Applies to: fluvoxamine and 5-hydroxytryptophan / melatonin / pyridoxine

GENERALLY AVOID: Concomitant use of agents with serotonergic activity such as serotonin reuptake inhibitors and tryptophan may potentiate the risk of serotonin syndrome, which is a rare but serious and potentially fatal condition thought to result from hyperstimulation of brainstem 5-HT1A and 2A receptors.
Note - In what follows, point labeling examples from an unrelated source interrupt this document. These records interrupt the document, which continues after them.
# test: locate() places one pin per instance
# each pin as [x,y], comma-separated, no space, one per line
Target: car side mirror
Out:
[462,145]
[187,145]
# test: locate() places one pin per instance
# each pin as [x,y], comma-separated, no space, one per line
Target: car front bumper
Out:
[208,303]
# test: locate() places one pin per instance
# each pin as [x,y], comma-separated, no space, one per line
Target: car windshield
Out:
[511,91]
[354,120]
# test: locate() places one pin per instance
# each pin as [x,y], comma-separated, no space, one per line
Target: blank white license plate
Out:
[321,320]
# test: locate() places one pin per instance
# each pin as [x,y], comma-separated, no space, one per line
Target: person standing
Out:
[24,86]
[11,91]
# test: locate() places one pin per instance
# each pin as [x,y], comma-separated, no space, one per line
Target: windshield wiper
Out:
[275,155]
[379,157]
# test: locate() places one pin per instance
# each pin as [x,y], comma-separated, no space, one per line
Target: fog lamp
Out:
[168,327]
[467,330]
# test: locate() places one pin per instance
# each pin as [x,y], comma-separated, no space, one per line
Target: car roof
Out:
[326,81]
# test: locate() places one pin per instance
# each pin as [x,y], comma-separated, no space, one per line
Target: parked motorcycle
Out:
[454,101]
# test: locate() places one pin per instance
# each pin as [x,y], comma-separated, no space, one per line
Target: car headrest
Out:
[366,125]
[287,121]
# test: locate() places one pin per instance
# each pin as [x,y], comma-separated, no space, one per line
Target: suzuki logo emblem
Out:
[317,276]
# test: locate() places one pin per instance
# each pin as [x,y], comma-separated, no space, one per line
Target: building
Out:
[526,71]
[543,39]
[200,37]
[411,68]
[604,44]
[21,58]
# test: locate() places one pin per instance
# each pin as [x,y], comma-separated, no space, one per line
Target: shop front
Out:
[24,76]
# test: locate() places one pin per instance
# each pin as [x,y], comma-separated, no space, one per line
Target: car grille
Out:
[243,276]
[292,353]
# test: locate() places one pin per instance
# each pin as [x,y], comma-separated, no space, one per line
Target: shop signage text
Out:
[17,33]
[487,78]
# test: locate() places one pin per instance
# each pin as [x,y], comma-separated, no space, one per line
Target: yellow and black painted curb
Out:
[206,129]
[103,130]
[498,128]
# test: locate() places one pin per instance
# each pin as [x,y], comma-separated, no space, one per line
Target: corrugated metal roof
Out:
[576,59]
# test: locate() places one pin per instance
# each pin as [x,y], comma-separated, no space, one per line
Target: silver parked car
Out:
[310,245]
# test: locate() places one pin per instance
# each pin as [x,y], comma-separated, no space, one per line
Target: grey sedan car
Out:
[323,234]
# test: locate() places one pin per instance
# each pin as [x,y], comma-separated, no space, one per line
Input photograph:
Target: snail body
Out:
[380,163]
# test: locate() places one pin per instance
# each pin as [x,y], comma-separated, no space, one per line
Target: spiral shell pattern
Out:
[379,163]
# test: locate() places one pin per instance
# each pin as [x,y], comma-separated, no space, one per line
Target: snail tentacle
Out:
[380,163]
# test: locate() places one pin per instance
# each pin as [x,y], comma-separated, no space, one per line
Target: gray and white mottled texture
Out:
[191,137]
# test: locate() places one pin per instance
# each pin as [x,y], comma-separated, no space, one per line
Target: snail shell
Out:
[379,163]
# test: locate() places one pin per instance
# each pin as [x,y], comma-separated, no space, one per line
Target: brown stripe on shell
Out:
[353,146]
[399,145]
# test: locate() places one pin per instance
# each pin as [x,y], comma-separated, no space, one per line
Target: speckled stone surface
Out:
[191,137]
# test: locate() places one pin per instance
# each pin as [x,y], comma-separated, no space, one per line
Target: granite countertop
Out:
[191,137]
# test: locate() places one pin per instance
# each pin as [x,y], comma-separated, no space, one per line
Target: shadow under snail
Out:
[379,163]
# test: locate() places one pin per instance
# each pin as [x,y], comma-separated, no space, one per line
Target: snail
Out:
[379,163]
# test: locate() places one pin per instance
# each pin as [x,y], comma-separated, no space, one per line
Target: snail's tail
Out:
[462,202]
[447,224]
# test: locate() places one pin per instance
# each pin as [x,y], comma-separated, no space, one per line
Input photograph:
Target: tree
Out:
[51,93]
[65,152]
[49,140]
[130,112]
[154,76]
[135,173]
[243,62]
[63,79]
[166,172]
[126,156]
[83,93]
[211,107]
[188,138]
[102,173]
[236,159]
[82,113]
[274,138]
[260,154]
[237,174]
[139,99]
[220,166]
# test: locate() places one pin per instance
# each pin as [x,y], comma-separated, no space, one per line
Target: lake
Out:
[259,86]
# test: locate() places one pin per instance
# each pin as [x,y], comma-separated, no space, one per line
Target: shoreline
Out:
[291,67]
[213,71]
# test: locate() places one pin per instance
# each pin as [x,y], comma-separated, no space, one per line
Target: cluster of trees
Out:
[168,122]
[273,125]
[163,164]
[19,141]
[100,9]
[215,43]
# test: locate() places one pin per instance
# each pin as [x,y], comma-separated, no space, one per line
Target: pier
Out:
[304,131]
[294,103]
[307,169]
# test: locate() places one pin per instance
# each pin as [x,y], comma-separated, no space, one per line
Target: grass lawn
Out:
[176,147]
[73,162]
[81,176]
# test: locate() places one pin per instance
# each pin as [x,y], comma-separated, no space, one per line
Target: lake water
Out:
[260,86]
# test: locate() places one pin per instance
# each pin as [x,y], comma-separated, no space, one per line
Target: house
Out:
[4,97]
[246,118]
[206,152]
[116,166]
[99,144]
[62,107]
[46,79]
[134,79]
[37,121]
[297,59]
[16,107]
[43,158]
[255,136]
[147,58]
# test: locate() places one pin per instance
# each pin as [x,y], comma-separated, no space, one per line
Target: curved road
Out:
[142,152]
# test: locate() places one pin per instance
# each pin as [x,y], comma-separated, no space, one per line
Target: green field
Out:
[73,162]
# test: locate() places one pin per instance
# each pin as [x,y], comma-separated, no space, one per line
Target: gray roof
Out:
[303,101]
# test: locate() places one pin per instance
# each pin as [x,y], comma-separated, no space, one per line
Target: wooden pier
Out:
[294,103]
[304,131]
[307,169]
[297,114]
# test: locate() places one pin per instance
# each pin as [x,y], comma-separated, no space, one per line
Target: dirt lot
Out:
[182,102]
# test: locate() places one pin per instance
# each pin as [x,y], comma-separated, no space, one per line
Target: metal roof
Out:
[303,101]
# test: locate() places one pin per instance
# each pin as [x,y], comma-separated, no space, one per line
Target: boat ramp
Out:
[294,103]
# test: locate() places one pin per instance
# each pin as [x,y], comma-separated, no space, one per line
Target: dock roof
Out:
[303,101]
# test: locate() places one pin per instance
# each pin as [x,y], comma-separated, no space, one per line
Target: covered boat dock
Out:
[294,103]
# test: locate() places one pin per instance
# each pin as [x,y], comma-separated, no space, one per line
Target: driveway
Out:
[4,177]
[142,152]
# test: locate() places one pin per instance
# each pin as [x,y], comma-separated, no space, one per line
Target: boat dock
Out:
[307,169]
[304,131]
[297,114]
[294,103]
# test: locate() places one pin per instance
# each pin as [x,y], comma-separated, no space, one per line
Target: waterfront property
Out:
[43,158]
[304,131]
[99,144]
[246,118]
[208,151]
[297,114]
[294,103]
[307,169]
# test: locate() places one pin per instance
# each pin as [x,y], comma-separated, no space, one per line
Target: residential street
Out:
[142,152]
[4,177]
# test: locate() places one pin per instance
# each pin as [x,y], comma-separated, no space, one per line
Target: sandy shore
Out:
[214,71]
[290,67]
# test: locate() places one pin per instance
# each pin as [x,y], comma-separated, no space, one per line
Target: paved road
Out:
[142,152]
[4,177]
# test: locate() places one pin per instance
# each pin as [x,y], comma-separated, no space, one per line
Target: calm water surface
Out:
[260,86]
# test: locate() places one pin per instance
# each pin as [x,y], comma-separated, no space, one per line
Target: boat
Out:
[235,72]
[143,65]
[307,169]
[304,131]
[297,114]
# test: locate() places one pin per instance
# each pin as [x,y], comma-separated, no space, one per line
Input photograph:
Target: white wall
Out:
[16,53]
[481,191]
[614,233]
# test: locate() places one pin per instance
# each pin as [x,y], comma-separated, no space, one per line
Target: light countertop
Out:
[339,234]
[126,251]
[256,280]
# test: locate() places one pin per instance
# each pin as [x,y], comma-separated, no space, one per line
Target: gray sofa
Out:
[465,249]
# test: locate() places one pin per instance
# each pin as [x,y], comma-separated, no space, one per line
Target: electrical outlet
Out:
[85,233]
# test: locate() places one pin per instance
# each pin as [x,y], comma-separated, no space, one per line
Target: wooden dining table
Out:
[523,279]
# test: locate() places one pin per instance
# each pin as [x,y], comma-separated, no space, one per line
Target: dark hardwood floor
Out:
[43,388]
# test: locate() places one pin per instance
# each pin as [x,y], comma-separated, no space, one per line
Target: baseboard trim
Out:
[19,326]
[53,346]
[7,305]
Symptoms of the serotonin syndrome may include mental status changes such as irritability, altered consciousness, confusion, hallucinations, and coma; autonomic dysfunction such as tachycardia, hyperthermia, diaphoresis, shivering, blood pressure lability, and mydriasis; neuromuscular abnormalities such as hyperreflexia, myoclonus, tremor, rigidity, and ataxia; and gastrointestinal symptoms such as abdominal cramping, nausea, vomiting, and diarrhea.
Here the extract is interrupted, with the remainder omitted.